Cases can lead to large-scale product recalls related to motor vehicles, such as:

  • Toyota’s recall of more than 1.4 million vehicles in 2006.

  • A recall of 6.5 million Firestone tires used on Ford Explorers and light trucks in 2000, and 13 million more recalled by Ford the next year at a cost of $3 billion.

  • General Motors’ recall of 2.6 million small cars over faulty ignition switches in 2014.

Other liability cases in recent years include a recall of 30,000 electric blankets in 2003 after users reported being burned when they were bunched up or folded. More than 200,000 Dell laptop batteries were recalled in 2005 because they were at risk of overheating and causing fires.

Toys can be a particular concern because small parts can become detached and be swallowed by young children, leading to internal injury and even death. Sharp edges are also a concern. In 2003, safety hazards led to the recall of more than 80 toys. And years earlier, in 2001, it was reported that injuries caused by toys hit 255,100.

Even food products can be recalled: In 2008, a salmonella outbreak in peanut products that resulted in 12 deaths and hundreds of illnesses led to the largest food recall in U.S. history. A total of 360 companies and nearly 4,000 products were affected.

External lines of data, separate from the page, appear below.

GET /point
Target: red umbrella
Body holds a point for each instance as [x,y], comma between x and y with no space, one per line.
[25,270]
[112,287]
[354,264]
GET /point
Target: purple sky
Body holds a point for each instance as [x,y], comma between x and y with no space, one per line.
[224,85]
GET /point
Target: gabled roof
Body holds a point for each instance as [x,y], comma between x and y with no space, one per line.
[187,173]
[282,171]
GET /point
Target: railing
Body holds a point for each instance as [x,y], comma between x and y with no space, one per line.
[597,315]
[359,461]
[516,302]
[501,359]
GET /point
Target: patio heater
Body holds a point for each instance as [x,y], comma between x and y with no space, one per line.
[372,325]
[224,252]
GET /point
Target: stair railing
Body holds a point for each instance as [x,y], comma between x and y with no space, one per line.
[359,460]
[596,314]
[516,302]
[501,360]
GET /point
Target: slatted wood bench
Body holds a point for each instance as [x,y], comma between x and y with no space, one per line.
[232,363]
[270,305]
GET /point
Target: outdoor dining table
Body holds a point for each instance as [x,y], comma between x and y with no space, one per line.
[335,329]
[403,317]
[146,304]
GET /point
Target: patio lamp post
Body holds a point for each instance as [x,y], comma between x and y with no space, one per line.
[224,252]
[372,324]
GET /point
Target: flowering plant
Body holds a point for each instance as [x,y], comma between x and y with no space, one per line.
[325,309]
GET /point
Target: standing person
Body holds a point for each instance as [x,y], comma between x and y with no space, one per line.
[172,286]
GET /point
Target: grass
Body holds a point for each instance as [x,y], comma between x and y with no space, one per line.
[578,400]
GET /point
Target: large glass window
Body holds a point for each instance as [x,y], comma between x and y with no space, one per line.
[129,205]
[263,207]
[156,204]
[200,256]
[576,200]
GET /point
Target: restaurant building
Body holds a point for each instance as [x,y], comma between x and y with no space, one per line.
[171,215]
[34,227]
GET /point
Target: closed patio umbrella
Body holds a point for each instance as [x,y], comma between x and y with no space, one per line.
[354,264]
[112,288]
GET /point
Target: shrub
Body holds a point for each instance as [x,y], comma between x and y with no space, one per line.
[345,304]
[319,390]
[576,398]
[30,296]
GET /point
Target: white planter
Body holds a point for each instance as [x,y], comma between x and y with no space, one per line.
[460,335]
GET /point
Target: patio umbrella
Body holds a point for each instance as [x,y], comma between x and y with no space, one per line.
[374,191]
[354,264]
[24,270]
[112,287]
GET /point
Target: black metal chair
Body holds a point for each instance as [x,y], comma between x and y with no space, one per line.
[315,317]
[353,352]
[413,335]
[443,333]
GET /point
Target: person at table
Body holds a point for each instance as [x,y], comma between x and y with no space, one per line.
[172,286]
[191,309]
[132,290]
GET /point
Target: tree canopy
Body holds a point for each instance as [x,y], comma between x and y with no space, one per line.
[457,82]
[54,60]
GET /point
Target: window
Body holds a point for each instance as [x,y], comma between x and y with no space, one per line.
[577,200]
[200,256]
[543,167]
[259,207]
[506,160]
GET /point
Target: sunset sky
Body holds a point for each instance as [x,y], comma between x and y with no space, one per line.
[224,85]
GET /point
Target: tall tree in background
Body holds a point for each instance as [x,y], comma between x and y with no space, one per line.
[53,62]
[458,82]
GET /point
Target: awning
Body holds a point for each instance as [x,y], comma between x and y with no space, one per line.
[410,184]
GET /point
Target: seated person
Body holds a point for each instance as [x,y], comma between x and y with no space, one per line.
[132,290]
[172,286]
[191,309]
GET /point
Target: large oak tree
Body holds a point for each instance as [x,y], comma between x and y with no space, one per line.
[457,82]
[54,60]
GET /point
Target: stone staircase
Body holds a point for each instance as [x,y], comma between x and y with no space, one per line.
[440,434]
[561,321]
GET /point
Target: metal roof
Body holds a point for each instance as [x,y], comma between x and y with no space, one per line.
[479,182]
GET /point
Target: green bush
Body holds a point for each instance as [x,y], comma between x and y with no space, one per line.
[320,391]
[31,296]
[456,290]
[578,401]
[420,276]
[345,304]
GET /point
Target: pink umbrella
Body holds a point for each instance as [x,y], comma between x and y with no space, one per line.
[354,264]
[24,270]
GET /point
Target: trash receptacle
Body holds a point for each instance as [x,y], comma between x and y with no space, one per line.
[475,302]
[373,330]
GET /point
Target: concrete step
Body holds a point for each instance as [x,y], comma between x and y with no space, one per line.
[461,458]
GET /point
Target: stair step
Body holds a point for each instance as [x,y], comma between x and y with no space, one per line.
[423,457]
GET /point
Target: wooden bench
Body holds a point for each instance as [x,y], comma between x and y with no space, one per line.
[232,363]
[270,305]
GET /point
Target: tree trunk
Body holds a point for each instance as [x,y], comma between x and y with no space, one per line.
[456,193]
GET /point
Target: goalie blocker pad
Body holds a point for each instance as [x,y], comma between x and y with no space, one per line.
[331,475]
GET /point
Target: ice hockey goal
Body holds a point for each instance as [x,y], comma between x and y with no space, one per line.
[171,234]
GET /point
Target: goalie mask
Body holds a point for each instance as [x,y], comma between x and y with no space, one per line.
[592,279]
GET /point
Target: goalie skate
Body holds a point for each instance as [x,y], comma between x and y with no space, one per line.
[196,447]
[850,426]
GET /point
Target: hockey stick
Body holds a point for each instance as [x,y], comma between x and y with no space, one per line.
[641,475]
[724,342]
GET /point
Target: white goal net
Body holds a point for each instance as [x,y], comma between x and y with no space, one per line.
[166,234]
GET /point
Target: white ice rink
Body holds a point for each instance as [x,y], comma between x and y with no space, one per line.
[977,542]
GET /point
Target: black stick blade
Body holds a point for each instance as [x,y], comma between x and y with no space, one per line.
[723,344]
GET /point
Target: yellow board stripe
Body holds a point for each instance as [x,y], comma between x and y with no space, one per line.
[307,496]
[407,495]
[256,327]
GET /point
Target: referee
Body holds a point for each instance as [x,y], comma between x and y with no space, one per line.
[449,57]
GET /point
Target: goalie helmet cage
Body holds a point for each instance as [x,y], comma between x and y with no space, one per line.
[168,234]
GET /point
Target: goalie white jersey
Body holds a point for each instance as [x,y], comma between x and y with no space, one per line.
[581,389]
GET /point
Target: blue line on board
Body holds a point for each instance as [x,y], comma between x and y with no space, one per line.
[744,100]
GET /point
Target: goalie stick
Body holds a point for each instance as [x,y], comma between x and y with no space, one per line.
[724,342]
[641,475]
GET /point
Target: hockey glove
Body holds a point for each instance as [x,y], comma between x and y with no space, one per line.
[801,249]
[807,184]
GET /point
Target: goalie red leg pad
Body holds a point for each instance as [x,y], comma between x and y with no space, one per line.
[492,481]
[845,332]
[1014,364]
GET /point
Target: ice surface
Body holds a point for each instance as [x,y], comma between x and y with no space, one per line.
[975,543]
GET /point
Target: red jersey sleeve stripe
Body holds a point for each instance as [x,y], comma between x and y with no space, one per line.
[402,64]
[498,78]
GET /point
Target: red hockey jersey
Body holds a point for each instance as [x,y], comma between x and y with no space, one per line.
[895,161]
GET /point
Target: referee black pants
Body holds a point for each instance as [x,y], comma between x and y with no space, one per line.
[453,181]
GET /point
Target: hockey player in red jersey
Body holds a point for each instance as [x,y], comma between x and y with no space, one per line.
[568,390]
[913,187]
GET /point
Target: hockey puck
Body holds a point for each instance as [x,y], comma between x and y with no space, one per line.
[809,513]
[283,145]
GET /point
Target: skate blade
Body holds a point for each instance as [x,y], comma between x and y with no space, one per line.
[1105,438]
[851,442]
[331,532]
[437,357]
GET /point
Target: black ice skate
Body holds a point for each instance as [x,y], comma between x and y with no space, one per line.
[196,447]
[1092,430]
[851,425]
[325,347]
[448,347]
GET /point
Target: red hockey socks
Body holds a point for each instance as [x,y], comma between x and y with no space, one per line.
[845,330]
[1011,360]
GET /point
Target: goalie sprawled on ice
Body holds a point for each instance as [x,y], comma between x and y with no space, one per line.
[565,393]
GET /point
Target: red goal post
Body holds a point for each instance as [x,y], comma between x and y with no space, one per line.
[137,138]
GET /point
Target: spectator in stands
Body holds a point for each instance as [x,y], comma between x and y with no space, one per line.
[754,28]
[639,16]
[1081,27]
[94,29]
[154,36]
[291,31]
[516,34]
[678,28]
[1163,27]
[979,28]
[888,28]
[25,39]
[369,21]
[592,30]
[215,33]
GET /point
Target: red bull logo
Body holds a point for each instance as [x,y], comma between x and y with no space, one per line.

Early the following year, the Peanut Corp. of America had stopped production and filed for bankruptcy.

When Can You Claim Personal Injury?

There are three potential grounds on which a personal injury claim may be filed.

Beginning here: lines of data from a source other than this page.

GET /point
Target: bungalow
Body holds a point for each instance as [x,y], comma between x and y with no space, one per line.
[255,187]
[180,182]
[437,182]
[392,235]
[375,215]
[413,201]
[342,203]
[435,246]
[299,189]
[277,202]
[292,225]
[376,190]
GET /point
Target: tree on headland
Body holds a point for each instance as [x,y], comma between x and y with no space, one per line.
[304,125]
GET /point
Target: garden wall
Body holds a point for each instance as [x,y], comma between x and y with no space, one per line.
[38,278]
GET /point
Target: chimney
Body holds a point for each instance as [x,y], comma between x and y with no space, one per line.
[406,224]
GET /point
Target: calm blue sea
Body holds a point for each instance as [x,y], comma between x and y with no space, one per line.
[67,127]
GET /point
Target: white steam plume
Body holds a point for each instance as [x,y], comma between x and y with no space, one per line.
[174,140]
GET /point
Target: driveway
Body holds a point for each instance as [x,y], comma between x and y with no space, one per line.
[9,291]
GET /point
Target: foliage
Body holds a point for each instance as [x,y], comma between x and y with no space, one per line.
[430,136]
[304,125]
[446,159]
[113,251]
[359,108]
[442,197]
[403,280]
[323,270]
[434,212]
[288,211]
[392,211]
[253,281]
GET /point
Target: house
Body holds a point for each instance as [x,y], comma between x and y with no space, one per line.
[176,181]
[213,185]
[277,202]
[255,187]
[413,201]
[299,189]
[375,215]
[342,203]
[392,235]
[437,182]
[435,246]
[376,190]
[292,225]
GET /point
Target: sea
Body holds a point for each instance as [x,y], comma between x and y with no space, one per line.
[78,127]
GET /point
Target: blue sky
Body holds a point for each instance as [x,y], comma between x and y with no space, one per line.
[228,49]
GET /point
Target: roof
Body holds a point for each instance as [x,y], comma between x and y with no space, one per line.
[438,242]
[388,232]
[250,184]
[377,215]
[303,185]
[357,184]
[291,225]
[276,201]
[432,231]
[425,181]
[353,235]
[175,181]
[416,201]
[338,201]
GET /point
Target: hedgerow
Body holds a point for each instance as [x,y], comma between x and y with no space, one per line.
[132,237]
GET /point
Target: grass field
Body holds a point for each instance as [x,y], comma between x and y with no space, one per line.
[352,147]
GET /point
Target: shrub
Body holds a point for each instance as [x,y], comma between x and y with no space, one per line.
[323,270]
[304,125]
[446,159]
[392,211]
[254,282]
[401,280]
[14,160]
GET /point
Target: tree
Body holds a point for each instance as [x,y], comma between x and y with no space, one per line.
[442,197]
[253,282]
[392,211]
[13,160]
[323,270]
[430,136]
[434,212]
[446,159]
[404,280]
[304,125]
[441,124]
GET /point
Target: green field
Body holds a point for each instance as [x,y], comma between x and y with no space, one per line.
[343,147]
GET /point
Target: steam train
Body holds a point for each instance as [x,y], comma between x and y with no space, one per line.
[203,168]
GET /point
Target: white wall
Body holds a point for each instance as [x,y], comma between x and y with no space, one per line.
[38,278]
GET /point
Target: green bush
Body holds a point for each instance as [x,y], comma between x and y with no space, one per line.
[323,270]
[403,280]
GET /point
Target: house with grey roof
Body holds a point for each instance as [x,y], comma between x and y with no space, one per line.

The most common of these is negligence. Negligence occurs when someone fails to use a level of care that a reasonable person would use under the circumstances. There are two types of negligence:

  • Contributory negligence: Under the principle of contributory negligence, a plaintiff cannot recover if they had any responsibility in causing an accident. Most jurisdictions no longer recognize this type of negligence.

  • Comparative negligence: Comparative negligence is when the plaintiff and defendant may each be assigned a percentage of the fault. For example, if a plaintiff proved the defendant was 80% at fault for an accident, the defendant would be responsible for paying 80% of the plaintiff’s damages.

Intentional Wrong

The second basis for a personal injury lawsuit is an intentional wrong or intentional tort. In such cases, someone does something intentionally to harm another, such as assault, false imprisonment, or intentional infliction of emotional distress.

Strict Liability

Finally, the standard of strict liability holds defendants liable for their actions without regard to their intent or any negligence. Such cases might involve defective merchandise, which may have caused injury even though the company producing it did not intend to do so and didn’t act negligently in manufacturing it.

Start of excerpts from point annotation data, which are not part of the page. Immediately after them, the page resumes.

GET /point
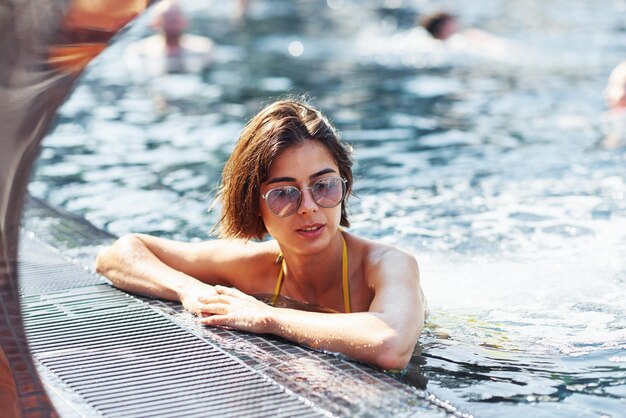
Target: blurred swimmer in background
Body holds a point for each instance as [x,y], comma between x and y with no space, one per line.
[615,96]
[170,50]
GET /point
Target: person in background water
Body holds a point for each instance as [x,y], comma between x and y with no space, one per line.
[615,95]
[289,177]
[170,50]
[440,25]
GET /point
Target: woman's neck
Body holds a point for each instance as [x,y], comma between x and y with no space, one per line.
[313,276]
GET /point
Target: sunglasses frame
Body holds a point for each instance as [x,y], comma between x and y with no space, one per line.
[343,195]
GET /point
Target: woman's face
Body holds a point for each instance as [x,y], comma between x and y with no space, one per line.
[311,227]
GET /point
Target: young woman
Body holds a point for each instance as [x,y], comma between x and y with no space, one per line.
[289,176]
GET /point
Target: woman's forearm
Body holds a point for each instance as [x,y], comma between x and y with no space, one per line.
[365,336]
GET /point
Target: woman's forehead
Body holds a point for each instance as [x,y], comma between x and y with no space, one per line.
[303,159]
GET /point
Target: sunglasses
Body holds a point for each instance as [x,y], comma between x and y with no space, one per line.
[327,193]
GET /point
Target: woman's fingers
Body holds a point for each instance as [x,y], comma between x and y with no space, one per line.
[231,291]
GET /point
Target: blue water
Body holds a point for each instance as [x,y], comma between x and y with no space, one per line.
[498,166]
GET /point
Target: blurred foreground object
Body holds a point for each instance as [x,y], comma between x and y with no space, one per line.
[44,45]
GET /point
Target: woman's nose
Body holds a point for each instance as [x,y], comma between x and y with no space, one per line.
[308,204]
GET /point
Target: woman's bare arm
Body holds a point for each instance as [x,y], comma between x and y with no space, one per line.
[171,270]
[384,336]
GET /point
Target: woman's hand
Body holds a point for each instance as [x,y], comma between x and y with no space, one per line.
[190,298]
[233,308]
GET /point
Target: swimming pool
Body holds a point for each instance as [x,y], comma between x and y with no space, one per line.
[489,164]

These three standards fall under what is known as tort law. (The word “tort” simply means “wrong.”) According to a presidential economic report in 2004, the tort system in the United States is intended to serve two purposes: 

  • Compensate accident victims. 

  • Deter potential defendants from putting others at risk.

The report notes that changes in the law during the 1960s have resulted in more lawsuits being brought under the strict liability standard. This has increased the number of injuries litigated through the tort system.

Legal Services

If you have been injured and believe you have a personal injury law case against a company or individual, it’s a good idea to explore your options as soon as possible so you can ensure you fall within the statute of limitations where you live. That’s because different state courts have different statutes of limitations regarding personal injury cases.

Once a statute of limitations has expired, a would-be plaintiff has no further recourse in the courts. Most states have two- or three-year statutes of limitations, but the statute is five years in Missouri and six years in both Maine and North Dakota. At the other end of the spectrum, the statute is just one year in both Louisiana and Tennessee. 

Regardless, the sooner you start investigating your options, the sooner you can receive compensation if you’ve been the victim of a personal injury. 

The best thing to do is reach out to a law firm or personal injury attorney and see what can be done.